Re: [PATCH v1] mm/gup: fix FOLL_FORCE COW security issue and remove FOLL_COW
From: Linus Torvalds
Date: Tue Aug 09 2022 - 16:03:03 EST
On Mon, Aug 8, 2022 at 12:32 AM David Hildenbrand <david@xxxxxxxxxx> wrote:
>
So I've read through the patch several times, and it seems fine, but
this function (and the pmd version of it) just read oddly to me.

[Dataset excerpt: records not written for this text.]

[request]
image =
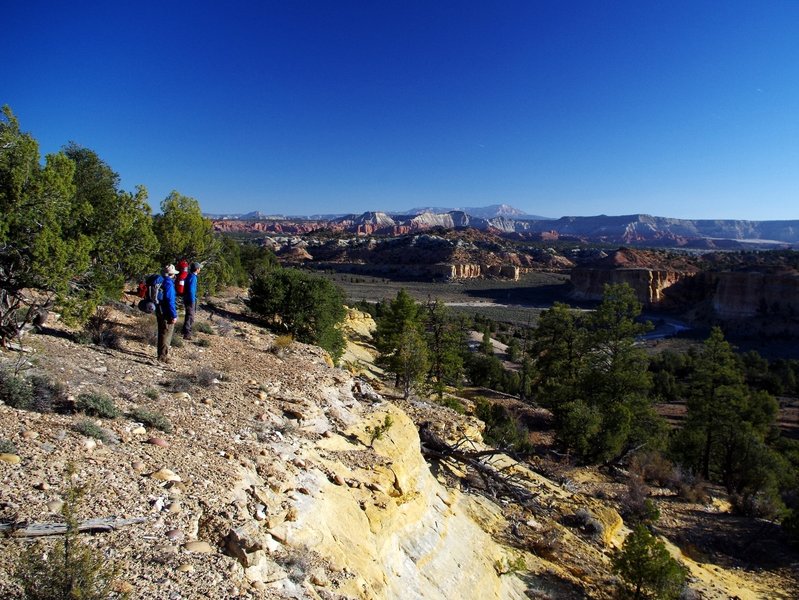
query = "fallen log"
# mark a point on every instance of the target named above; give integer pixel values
(34, 530)
(496, 483)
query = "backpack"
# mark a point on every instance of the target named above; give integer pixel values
(180, 283)
(154, 293)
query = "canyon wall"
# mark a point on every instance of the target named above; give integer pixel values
(751, 293)
(649, 285)
(751, 300)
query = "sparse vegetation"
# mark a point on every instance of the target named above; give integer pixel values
(502, 429)
(151, 419)
(145, 329)
(452, 403)
(15, 391)
(377, 432)
(101, 330)
(647, 568)
(586, 523)
(203, 327)
(69, 568)
(180, 383)
(7, 446)
(306, 306)
(89, 428)
(224, 327)
(48, 395)
(281, 343)
(205, 377)
(97, 405)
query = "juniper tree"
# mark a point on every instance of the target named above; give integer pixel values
(445, 343)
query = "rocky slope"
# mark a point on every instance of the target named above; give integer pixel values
(284, 477)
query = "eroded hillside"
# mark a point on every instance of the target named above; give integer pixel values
(284, 477)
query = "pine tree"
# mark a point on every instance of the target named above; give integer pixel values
(647, 568)
(445, 341)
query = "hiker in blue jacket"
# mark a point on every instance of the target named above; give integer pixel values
(166, 313)
(190, 299)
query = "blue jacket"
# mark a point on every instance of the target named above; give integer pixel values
(190, 289)
(167, 306)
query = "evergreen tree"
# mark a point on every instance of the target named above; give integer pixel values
(486, 347)
(595, 380)
(727, 424)
(399, 315)
(308, 307)
(119, 223)
(66, 229)
(411, 359)
(445, 342)
(647, 568)
(183, 232)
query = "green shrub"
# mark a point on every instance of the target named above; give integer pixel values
(89, 428)
(48, 395)
(145, 329)
(67, 569)
(205, 377)
(97, 405)
(224, 327)
(7, 446)
(203, 327)
(647, 568)
(502, 428)
(586, 523)
(151, 419)
(453, 403)
(15, 391)
(181, 383)
(282, 343)
(376, 432)
(101, 330)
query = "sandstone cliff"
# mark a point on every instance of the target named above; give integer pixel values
(274, 482)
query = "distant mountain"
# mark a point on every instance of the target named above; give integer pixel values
(483, 212)
(632, 230)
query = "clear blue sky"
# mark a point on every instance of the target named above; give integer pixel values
(680, 109)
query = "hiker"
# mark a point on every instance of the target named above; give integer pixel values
(183, 273)
(190, 299)
(167, 314)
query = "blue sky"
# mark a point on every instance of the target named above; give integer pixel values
(679, 109)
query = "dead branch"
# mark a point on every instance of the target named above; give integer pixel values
(497, 483)
(34, 530)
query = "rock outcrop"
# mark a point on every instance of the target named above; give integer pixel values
(646, 272)
(741, 294)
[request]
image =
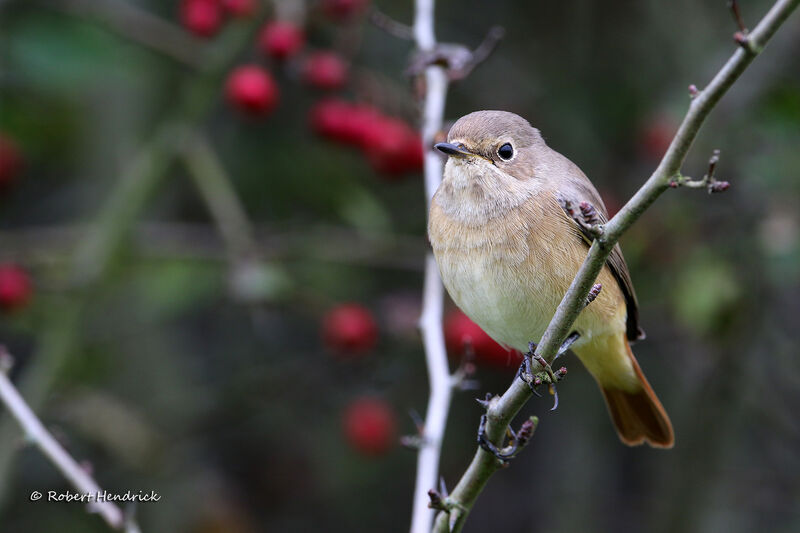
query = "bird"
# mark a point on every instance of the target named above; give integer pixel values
(507, 251)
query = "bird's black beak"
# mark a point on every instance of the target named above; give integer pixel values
(457, 150)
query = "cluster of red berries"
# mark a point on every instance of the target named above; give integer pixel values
(15, 284)
(391, 146)
(15, 287)
(350, 331)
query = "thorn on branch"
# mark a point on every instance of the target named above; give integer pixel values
(418, 440)
(487, 401)
(733, 5)
(594, 292)
(708, 182)
(437, 501)
(458, 60)
(741, 37)
(516, 440)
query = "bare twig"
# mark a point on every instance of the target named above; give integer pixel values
(500, 413)
(458, 60)
(37, 434)
(441, 382)
(708, 182)
(733, 5)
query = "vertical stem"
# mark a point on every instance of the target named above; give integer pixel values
(433, 293)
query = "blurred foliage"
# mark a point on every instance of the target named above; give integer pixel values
(185, 374)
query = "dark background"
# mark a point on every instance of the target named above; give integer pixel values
(143, 360)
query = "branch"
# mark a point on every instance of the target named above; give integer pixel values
(220, 196)
(37, 434)
(441, 382)
(708, 182)
(502, 410)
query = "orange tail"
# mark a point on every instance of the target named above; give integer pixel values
(639, 416)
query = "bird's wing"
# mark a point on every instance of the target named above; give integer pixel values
(581, 190)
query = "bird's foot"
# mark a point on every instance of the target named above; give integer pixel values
(516, 440)
(547, 375)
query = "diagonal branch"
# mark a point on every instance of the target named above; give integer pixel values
(37, 434)
(501, 410)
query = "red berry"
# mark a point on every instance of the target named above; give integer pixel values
(343, 9)
(281, 40)
(15, 287)
(326, 70)
(349, 330)
(370, 426)
(459, 331)
(10, 161)
(393, 147)
(201, 17)
(656, 136)
(239, 8)
(251, 89)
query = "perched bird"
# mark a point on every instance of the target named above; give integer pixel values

> +static inline bool can_follow_write_pte(pte_t pte, struct page *page,
> + struct vm_area_struct *vma,
> + unsigned int flags)
> +{
> + if (pte_write(pte))
> + return true;
> + if (!(flags & FOLL_FORCE))
> + return false;
> +
> + /*
> + * See check_vma_flags(): only COW mappings need that special
> + * "force" handling when they lack VM_WRITE.
> + */
> + if (vma->vm_flags & VM_WRITE)
> + return false;
> + VM_BUG_ON(!is_cow_mapping(vma->vm_flags));
So apart from the VM_BUG_ON(), this code just looks really strange -
even despite the comment. Just conceptually, the whole "if it's
writable, return that you cannot follow it for a write" just looks so
very very strange.
That doesn't make the code _wrong_, but considering how many times
this has had subtle bugs, let's not write code that looks strange.

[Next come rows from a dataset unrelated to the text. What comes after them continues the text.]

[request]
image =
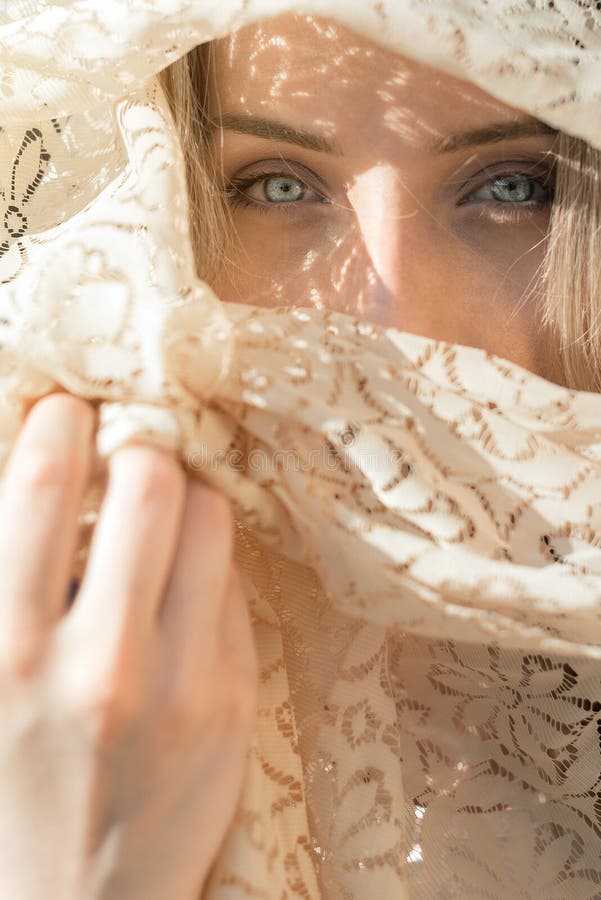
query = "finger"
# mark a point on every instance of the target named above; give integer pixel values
(192, 607)
(44, 482)
(132, 549)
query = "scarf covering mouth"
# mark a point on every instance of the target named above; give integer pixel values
(425, 578)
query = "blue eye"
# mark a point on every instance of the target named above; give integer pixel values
(513, 187)
(269, 189)
(282, 189)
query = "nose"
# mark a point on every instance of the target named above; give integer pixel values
(385, 216)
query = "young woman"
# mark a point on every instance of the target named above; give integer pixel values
(324, 171)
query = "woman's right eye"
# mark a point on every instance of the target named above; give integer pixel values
(271, 189)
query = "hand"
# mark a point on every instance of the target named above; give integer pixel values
(124, 721)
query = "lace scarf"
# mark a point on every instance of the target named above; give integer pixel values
(425, 577)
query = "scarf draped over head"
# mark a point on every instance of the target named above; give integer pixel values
(425, 571)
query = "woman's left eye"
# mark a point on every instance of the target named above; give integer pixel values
(512, 188)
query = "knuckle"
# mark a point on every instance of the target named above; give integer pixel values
(60, 400)
(106, 708)
(150, 473)
(20, 658)
(240, 700)
(44, 467)
(181, 719)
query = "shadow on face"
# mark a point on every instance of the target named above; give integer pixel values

So I would suggest that to protect against future bugs, we try to make
it be fairly clear and straightforward, and maybe even a bit overly
protective.
For example, let's kill the "shared mapping that you don't have write
permissions to" very explicitly and without any subtle code at all.
The vm_flags tests are cheap and easy, and we could very easily just
add some core ones to make any mistakes much less critical.
Now, making that 'is_cow_mapping()' check explicit at the very top of
this would already go a long way:
/* FOLL_FORCE for writability only affects COW mappings */
if (!is_cow_mapping(vma->vm_flags))
return false;
but I'd actually go even further: in this case that "is_cow_mapping()"
helper to some degree actually hides what is going on.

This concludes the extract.